Lisburn, Co. Antrim, Northern Ireland




Don't let rain stop you

THE constant rain may have dampened your interest in the garden but there is still lots of work to be getting on with.

Watch out for greenhouse pests. Aphids and whitefly are already causing problems. They can be controlled by using insecticides such as Tumblebug or Malathion.

Transfer hardy annuals to the cold frame now in preparation for planting out.

To get the most from your Clematis, mulch around the base of the plant to keep the roots cool and moist. Provide trelliswork for training and tying in the stems as they grow.

Climbing roses and honeysuckle make ideal plants for Clematis to grow through. Start a spray programme now, for the control of mildew and blight on Rhododendrons with a fungicide such as Nimrod. This may be applied alternatively every 114 days. Make sure to spray under the leaf as well as the top.

Spring flowering shrubs can be pruned immediately after flowering, for vigour and to keep them to size.

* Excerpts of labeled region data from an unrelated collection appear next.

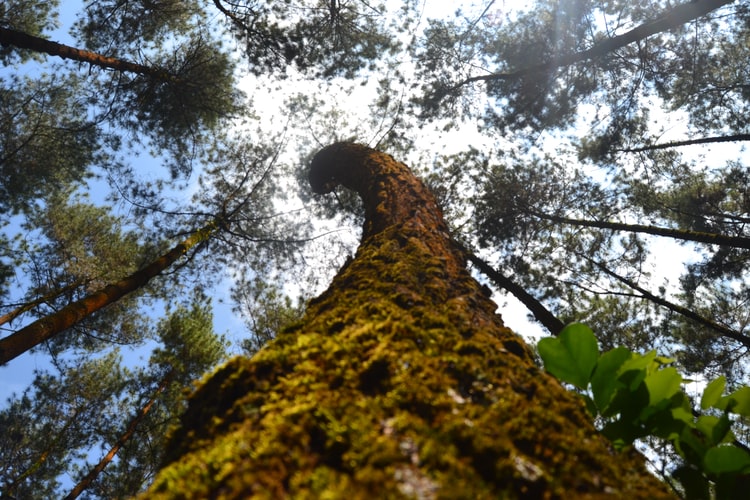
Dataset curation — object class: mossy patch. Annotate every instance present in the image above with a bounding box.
[146,145,670,499]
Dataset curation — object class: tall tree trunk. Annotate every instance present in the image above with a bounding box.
[0,27,172,80]
[0,222,217,365]
[146,143,670,499]
[64,368,175,500]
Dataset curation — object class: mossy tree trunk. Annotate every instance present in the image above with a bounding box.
[147,143,670,499]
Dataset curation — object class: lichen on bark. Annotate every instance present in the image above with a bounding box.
[146,143,670,499]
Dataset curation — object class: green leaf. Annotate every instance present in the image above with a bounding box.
[537,323,599,389]
[701,375,727,410]
[703,445,750,474]
[695,413,732,446]
[591,347,633,413]
[618,351,656,391]
[727,386,750,417]
[645,366,682,406]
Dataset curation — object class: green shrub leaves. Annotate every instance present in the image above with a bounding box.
[538,323,750,499]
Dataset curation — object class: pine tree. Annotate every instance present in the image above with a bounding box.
[142,143,669,498]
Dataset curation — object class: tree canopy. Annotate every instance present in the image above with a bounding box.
[0,0,750,496]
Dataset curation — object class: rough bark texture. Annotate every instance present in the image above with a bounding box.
[146,143,669,499]
[0,27,171,80]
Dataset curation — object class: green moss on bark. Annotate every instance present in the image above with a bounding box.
[142,143,669,499]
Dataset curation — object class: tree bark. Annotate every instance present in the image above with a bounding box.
[528,209,750,249]
[0,27,172,81]
[145,143,670,499]
[64,369,175,500]
[0,222,216,365]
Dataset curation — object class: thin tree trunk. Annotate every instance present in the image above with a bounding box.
[529,210,750,249]
[615,134,750,153]
[0,27,172,80]
[465,244,565,335]
[144,143,670,499]
[65,369,175,500]
[0,279,83,325]
[453,0,734,90]
[0,222,216,365]
[578,254,750,347]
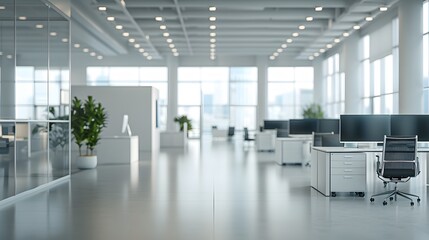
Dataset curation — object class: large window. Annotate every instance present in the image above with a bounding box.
[323,54,345,118]
[361,19,399,114]
[86,67,168,130]
[15,66,70,119]
[267,67,313,120]
[178,67,257,137]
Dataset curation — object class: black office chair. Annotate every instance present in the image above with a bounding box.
[370,136,420,206]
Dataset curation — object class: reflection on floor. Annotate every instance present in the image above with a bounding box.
[0,139,429,240]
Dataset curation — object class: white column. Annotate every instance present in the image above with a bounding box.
[398,0,423,113]
[340,34,363,113]
[255,57,268,129]
[167,56,179,131]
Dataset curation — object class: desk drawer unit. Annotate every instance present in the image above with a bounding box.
[331,153,366,196]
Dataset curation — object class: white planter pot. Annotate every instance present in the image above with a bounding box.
[76,156,97,169]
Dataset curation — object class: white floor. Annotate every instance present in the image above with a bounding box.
[0,138,429,240]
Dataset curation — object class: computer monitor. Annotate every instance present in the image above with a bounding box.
[317,119,340,134]
[289,119,318,134]
[340,115,390,142]
[390,115,429,142]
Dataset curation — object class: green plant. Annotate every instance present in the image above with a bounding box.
[71,96,107,155]
[174,115,192,131]
[302,103,324,118]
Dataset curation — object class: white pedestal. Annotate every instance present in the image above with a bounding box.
[97,136,139,164]
[160,131,188,148]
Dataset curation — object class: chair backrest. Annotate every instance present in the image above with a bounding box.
[381,136,420,178]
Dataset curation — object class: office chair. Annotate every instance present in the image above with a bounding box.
[244,128,255,142]
[370,136,420,206]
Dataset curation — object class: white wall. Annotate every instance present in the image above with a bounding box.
[71,86,159,151]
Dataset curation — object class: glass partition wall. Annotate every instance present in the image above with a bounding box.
[0,0,70,200]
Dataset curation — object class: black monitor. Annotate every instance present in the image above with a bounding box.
[289,119,318,134]
[390,115,429,142]
[340,115,391,142]
[317,119,340,134]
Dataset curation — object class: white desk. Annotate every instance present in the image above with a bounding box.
[275,136,312,165]
[311,147,429,197]
[255,130,277,151]
[97,136,139,164]
[159,131,188,148]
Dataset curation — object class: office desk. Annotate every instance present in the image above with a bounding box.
[311,147,429,197]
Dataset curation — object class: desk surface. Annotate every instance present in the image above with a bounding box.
[313,147,429,153]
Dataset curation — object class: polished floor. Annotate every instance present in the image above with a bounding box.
[0,138,429,240]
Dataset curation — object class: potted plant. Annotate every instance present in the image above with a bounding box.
[302,103,324,118]
[174,115,192,134]
[71,96,107,169]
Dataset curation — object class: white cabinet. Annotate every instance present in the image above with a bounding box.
[311,148,366,196]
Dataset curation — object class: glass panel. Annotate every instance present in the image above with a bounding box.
[15,122,48,193]
[0,122,15,200]
[49,122,70,180]
[230,107,256,131]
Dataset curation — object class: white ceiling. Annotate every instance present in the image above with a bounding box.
[71,0,398,59]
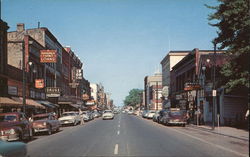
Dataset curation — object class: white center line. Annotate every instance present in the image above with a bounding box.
[114,144,119,155]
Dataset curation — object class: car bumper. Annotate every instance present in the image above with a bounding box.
[102,116,114,119]
[168,122,186,125]
[34,128,49,133]
[0,134,20,141]
[60,120,74,125]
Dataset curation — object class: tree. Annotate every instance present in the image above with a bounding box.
[206,0,250,94]
[124,89,143,106]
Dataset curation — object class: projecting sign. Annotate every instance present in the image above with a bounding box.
[35,79,44,88]
[40,50,57,63]
[162,86,168,97]
[45,87,60,97]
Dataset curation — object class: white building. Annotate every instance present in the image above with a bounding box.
[161,51,190,91]
[90,83,99,102]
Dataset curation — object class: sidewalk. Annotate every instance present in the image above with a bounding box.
[187,124,249,141]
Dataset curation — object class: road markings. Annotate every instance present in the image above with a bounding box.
[114,144,119,155]
[168,128,248,157]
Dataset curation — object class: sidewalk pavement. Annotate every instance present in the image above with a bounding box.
[187,124,249,141]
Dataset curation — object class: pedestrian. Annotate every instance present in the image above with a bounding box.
[79,110,84,125]
[186,110,190,124]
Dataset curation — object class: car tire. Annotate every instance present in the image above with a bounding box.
[29,128,33,140]
[48,126,52,135]
[19,132,24,141]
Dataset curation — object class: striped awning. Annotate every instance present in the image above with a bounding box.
[0,97,22,106]
[12,97,45,109]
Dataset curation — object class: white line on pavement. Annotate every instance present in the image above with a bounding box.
[168,128,248,157]
[114,144,119,155]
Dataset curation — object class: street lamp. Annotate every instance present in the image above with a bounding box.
[212,41,217,130]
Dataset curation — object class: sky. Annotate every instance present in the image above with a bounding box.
[2,0,218,106]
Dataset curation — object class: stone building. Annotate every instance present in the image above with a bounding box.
[0,19,9,96]
[144,73,162,110]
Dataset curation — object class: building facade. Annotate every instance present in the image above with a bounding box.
[0,19,9,96]
[144,73,162,110]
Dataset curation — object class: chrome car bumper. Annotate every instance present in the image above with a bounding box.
[0,134,20,141]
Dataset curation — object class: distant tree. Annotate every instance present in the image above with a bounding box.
[206,0,250,94]
[124,89,143,106]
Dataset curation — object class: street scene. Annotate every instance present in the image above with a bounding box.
[0,0,250,157]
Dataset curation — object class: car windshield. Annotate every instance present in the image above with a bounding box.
[0,115,17,122]
[33,116,49,121]
[104,111,112,113]
[170,111,182,116]
[62,112,76,116]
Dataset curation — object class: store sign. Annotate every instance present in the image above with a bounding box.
[8,86,18,95]
[184,83,201,91]
[45,87,60,97]
[82,94,89,101]
[40,50,57,63]
[76,69,82,80]
[35,79,44,89]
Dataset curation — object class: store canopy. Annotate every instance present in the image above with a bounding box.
[12,97,45,109]
[37,101,58,108]
[0,97,22,106]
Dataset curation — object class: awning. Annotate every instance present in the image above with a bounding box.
[0,97,23,106]
[12,97,45,109]
[37,101,58,108]
[70,104,81,108]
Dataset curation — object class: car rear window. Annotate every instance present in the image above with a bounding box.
[33,116,49,120]
[104,111,112,113]
[62,113,76,116]
[0,115,17,122]
[170,111,182,116]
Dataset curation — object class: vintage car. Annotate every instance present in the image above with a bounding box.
[32,113,61,135]
[0,112,33,141]
[0,140,27,157]
[59,111,81,125]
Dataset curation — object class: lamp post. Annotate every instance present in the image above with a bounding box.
[212,41,216,130]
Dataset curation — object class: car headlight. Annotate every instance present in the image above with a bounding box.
[10,129,15,135]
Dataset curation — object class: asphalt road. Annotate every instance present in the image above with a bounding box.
[27,114,249,157]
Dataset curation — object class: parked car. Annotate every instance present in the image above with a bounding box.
[80,111,91,122]
[0,112,33,141]
[87,111,94,120]
[153,111,160,122]
[128,110,134,115]
[163,108,187,126]
[58,111,81,125]
[93,111,101,118]
[142,110,148,118]
[32,113,61,135]
[102,110,114,120]
[158,109,168,124]
[146,110,155,119]
[0,140,27,157]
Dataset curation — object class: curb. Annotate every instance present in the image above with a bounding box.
[187,124,249,141]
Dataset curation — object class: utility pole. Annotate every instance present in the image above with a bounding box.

Forsythia, flowering currant, mock orange and flowering Wigelia can all be pruned quite hard as soon as the flowers have faded.

Removal of all old wood and old flowering stems will promote vigorous young growth, with larger, more attractive foliage this summer and better flowers next Spring.

This technique is especially effective with shrubs Wigelia Florida Purpureis and the lovely cream variegated mock orange.

Spring-sown roots and leaf crops in the vegetable garden will require thinning. With carrots, if you thin roughly one inch between plants now, your thinnings may be large enough to use. Later a second thinning could be possible.

Avoid too much soil disturbance though, as putting the remaining plants under stress could encourage them to bolt. Leafy crops such as lettuce and spinach will also benefit from thinning. Young leaves of modern varieties of spinach can be eaten in salads as well as cooked.
It's not too late to make outdoor sowings of more carrots, for fresh young roots late in the Summer and the same applies to turnips.

Salad crops such as radishes, lettuces and spring onions can be sown throughout the growing season.